Утро прорезалось. В нижний край деревни человек в безрукавке из собачьих шкур и резиновых ботфортах несет на плече лодочный мотор. Так это он куда? К Гоше. Мотор на косое крыльцо опускает, дерг-дерг — за шнурок щеколды. Гоша в это время завтракает, приступил к чаю.

— Морской привет! — здоровается он, раньше чем могучий рыбак, заполнивший собачьими мехами чуть ли не весь простенок с дверным проемом, успевает раскрыть рот. Моря здесь никакого нет, самое ближнее море в тысяче километров, да и его Гоша не видал, а надо же — здоровается по-морскому.

— Морской, — отвечает вошедший, как-то вяло и в пол-жеста махнув рукой.

— Чаевать садись! — приглашает бабка Феклуша, однако же зная, что гостю не до чая.

— Кой ляд чаевать! Спасибо, до света позавтракал. Мы, видишь, в бригаде разнарядку получили в Сосновой курье[2] неводить, да вот чего-то с мотором не заладилось: дергал-дергал, до пота, а он ревет да глохнет, — что ему — не понять! Как думаешь, а, Петрович?

— Лечить надо, — важно говорит, отхлебывая, Гоша.

— К-кого?..

— Лечить, говорю!..

Он выходит через сени во двор, изнутри открывает ворота шире, чтоб света было побольше.

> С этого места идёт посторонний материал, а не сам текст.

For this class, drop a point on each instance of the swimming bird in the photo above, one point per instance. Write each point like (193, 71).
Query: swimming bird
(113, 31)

Двор у Гоши как у всех, от сеней до баньки и дровяник крытый, но крыша кое-где прохудилась, небо видно. Не бедность заела, так, недосуг: когда сильно дождем заливать будет и мать почаще выговаривать станет, Гоша бросит клич — и соберутся приятели, которые с поломанными моторами приходят, да возчик, из тех же, плах пару возов привезет, свалит, а старые посорвут, и новую крышу сделать — день работы. Что крыша? Такая ей судьба — прохудиться, но под крышей — не как у всех. Поленницы вдоль стен, а скотины никакой нет: с коровой бабке Фекле по своему двору никак не пробраться — все подходы к сараю с сенником Гоша завалил железом. Зайдешь — и в глаза кидается скелет чудовища: странный каркас о трех лапах-лыжах, с мотоциклетным мотором наверху — аэросани собственной конструкции. Еще рельс лежит на грубом верстаке: гнуть листовое железо, в избушки охотникам печки делать. На колоде наковальня пуда четыре весом, а кувалда по кличке Полпуда далеко в стороне: видно, топала-топала к Енисею да у порога споткнулась. Посреди двора козлы, на которых висят два стареньких лодочных мотора; рядом бочка, маслянистая ржавая вода в ней наполовину, в бочку он отремонтированные моторы ставит опробовать: гонят ли воду? А банька у Гоши давно перестала служить извечному делу. Он учредил в ней склад гаек, болтов, шурупов; сверла, метчики в деревянных заводских ящиках; плашки и сверла; инструмент разный висит на гвоздях, а спроси, почему не выбрасывает — не дождешься ответа. Да и как не понять: бывало, нужда прижмет на дальней речке — из портянок запчасть делали да из березы… На полке, где добрым людям париться положено, тоже этого добра много, а сам Гоша с матерью по пятницам насчет пара к родне и соседям плетутся. Мать сперва роптала-роптала, да и смирилась, обвыкла. Как говорится: видно, не судьба из своей тарелки ушец хлебать!